October 26, 2015

Seeing the Big Picture


IsoView Whole-Animal Functional Imaging in Larval Drosophila
from HHMI NEWS on Vimeo.

(October 26, 2015)  High-Speed Microscope Images Entire Living Organisms at High Resolution

Summary

Within less than a second, the new IsoView microscope produces images of entire organisms, such as a zebrafish or fruit fly embryo, with enough resolution in all three dimensions that each cell appears as a distinct structure.

A new microscope developed at the Howard Hughes Medical Institute's Janelia Research Campus is giving scientists a clearer, more comprehensive view of biological processes as they unfold in living animals. The microscope produces images of entire organisms, such as a zebrafish or fruit fly embryo, with enough resolution in all three dimensions that each cell appears as a distinct structure. What's more, it does so at speeds fast enough to watch cells move as a developing embryo takes shape and to monitor brain activity as it flashes through neuronal circuits.

Nearly two years in development, Janelia group leader Philipp Keller says his team has built the first light microscope capable of imaging large, non-transparent specimens at sub-second temporal resolution and sub-cellular spatial resolution in all dimensions.

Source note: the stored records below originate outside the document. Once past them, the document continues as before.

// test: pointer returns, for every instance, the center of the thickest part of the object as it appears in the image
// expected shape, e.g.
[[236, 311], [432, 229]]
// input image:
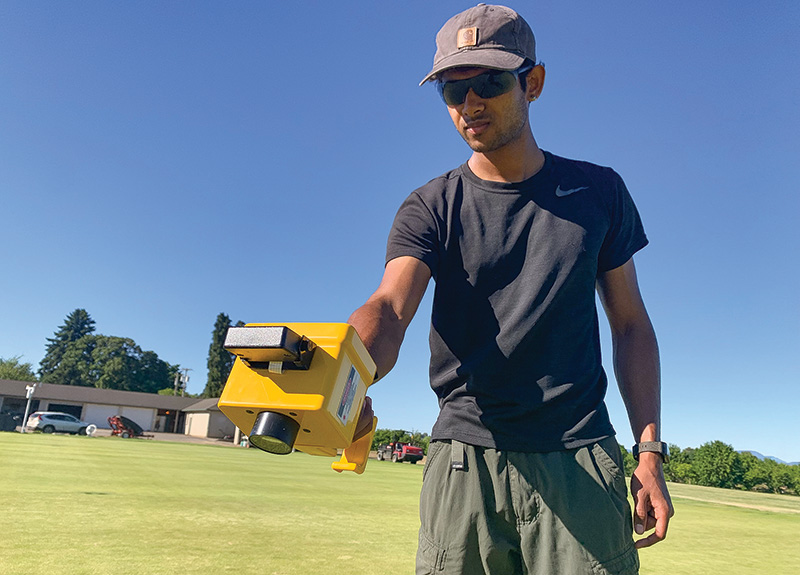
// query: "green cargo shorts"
[[491, 512]]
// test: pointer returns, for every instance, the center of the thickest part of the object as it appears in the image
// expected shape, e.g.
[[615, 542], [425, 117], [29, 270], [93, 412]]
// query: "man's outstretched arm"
[[382, 321], [638, 371]]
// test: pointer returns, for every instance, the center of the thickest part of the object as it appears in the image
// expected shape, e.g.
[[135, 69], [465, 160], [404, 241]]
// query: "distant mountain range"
[[762, 457]]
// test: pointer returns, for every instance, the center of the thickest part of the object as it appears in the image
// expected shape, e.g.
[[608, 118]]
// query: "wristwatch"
[[651, 446]]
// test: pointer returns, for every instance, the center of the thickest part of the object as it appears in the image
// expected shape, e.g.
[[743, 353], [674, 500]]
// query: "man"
[[524, 473]]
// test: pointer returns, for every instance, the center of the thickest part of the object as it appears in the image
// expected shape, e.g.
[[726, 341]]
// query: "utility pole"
[[185, 379], [29, 389]]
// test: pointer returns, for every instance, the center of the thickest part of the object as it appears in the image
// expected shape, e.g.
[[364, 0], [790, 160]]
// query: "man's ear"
[[535, 83]]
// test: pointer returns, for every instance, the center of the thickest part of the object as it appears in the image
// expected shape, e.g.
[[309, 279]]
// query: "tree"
[[220, 361], [714, 463], [13, 369], [679, 467], [77, 325]]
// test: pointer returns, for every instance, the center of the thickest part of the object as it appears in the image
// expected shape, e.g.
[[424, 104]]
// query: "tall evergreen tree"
[[78, 324], [219, 360]]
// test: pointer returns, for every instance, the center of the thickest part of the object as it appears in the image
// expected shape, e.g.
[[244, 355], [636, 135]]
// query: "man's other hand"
[[652, 504]]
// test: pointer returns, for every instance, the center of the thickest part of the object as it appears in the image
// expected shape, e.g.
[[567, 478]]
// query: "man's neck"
[[513, 163]]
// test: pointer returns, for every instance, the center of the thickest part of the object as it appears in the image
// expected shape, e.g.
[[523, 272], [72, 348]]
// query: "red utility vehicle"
[[399, 452], [124, 427]]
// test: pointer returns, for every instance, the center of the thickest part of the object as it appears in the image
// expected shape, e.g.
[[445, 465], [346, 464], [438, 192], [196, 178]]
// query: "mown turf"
[[75, 505]]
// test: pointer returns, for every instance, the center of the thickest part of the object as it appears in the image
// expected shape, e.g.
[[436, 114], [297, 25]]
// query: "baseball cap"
[[485, 36]]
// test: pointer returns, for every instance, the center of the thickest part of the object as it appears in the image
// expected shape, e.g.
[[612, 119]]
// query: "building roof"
[[203, 405], [78, 394]]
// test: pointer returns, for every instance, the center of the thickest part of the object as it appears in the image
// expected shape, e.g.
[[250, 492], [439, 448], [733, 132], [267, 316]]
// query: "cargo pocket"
[[433, 450], [610, 471], [430, 557], [626, 563]]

Keller, and his team at Janelia aim to understand how a functioning nervous system emerges in an embryo. Over the last five years, they have devised several imaging technologies that make it possible to image large biological samples at high speed. His lab’s newest microscope, called the IsoView light sheet microscope, overcomes a final challenge—improving spatial resolution—without sacrificing the performance features of his team’s previous microscopes. The IsoView microscope is described in an article published online on October 26, 2015, in the journal Nature Methods. The publication includes complete building plans for the microscope and the associated image processing software developed by Keller's team.